Probiere ich heute/morgen mal aus...

Gruß
Tukuan


----------



## Gast (14. Dez 2006)

mmmh irgendwie hab ich Probleme jetzt Buttons usw auf das Hintergrundbild zu legen. 
Jemand nen Tip oder besser noch nen Beispiel?


----------



## André Uhres (14. Dez 2006)

hg.add(new JButton("Test"));
(siehe oben "HintergrundDemo")


----------



## maddin28 (9. Apr 2007)

Moin! Ich nutze die oben gepostete Hintergrund Klasse, was soweit auch klappt. Ich hab das Ding ein klein wenig verändert, sodass der Klasse im Konstruktor das Hintergrundbild übergeben wird, anstatt es in der Klasse zu laden. 
Soweit sogut. Aus einem Applet werden beliebig viele Instanzen von einem JFrame aufgerufen. Mein Problem ist jetzt, dass beim Öffnen des ersten JFrames  alles wunderbar klappt. Das Hintergrundbild wird angezeigt.
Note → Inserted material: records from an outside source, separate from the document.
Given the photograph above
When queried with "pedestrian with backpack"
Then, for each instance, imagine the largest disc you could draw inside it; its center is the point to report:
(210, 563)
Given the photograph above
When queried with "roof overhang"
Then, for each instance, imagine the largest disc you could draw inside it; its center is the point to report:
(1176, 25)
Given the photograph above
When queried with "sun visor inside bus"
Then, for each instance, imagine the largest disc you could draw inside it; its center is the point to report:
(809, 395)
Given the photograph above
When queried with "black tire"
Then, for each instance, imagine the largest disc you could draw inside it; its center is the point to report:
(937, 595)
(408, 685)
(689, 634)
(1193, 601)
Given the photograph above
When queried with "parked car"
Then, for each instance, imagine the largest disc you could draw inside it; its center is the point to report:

Wenn ich aber dann ein zweites JFrame öffne, dann wird das Hintergrundbild nicht angezeigt. Erst wenn ich das JFrame vergrößere oder verkleinere, dann wird das Bild gezeichnet. Das Problem tritt wie gesagt, bei jedem JFrame auf, nur nicht beim ersten! (wobei es sich immer um das selbe Fenster handelt).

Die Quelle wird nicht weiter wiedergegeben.